Chapter 54. Penolakan

65.7K 4.6K 295
                                    

Happy Reading
.
.
.
------

Darren mengacak rambutnya frustrasi sebelum memasukkan kembali bola berwarna orange itu ke dalam ring kemudian berjalan dan duduk di bangku tribune. Darren mengambil botol minum, meminumnya hampir setengah lalu diletakkan kembali ke tempatnya. Laki-laki bertindik hitam itu membuka baju olahraga-nya dan menaruhnya sembarangan membiarkan dirinya telanjang dada.

Darren memejamkan matanya, napasnya memburu membuat dadanya naik-turun akibat permainan basket yang dimainkan-nya hampir dua jam. Keringat mengalir dari kening turun ke leher dan dada hingga perut kotak-kotaknya membuatnya tampak lebih seksi.
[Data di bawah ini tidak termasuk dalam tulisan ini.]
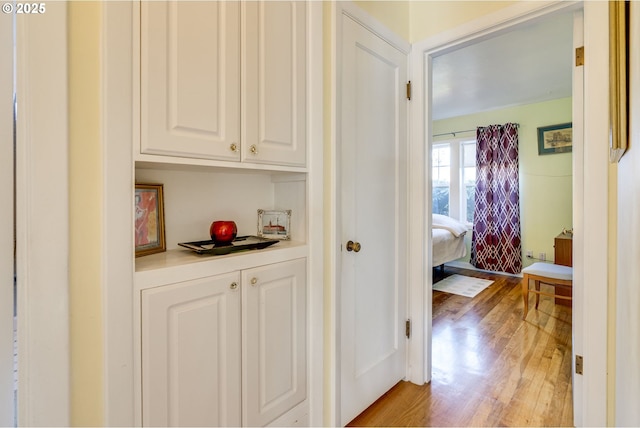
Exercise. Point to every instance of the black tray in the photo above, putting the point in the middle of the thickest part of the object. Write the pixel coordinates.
(241, 243)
Para gadis yang tidak sengaja melewati lapangan basket dan melihat Darren duduk sendiri di tribune, terpekik kaget melihat pemandangan yang langkah menurut mereka. Di sekolah Darren dikenal sangat dingin, jarang bicara, sulit diajak berteman dan itu hanya berlaku untuk kaum hawa, berbeda jika dengan kaum adam.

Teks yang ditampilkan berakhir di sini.